Blue Matador primarily uses HashiCorp Terraform to manage their AWS resources via Infrastructure as Code. Terraform has implementations for many resource types across cloud providers, but real world usage reveals the challenges. Jackson spoke about the EKS-specific challenges they faced:
I tried to leverage the community-built EKS module as much as possible. The main issues I had were using out of date versions of the AWS provider and Terraform, and then connecting the managed resources from this module to my externally managed resources like our main ALB, RDS instances, and so on. I recommend outputting some terraform variables from the module you configure EKS in so you can reference them in your other modules, like this:
output "worker_role_arn" {
value = "${module.eks_cluster.worker_iam_role_arn}"
}
Although Terraform can create and manage EKS clusters well, the latter depends on peripheral resources that need to be tied together. Jackson elaborates:
EKS needs a lot resources besides the EKS cluster itself to run. You have to configure worker nodes, security groups, VPC networking, and have a plan to make updates when new versions of Kubernetes are supported by EKS. Definitely use the community module if you can, since it helps connect a lot of these essential resources correctly, but remember to double-check the settings against your security needs. For instance, make sure the security groups are only open to things that need them, that your worker nodes don't get public IP addresses, and that you are using an encrypted AMI for the root device.

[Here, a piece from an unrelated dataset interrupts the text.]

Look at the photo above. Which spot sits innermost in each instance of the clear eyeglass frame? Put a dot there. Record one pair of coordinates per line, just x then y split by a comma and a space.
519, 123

Referring to the scale of their cluster, Jackson says that "the total size of the cluster has not reached a point where we had to use more than three masters in our kops cluster, but it was important that we are able to quickly and easily scale up nodes and update to newer versions of Kubernetes as they are released."
Managed Kubernetes offerings are usually integrated with their platform's monitoring solutions. Jackson explains how they monitor their cluster:
We primarily rely on our own product, Blue Matador, for alerting on our Kubernetes clusters. It finds things like unhealthy Deployments, critical node events, which pods run out of memory, and helps us keep tabs on cluster utilization. We also use Datadog, but only to graph a couple of custom metrics. We have our eye on CloudWatch Container Insights for Amazon EKS, but CloudWatch in general is not dynamic enough for Kubernetes so I would not rely on it for production alerting.
The migration also reduced both infrastructure and monitoring costs for the team.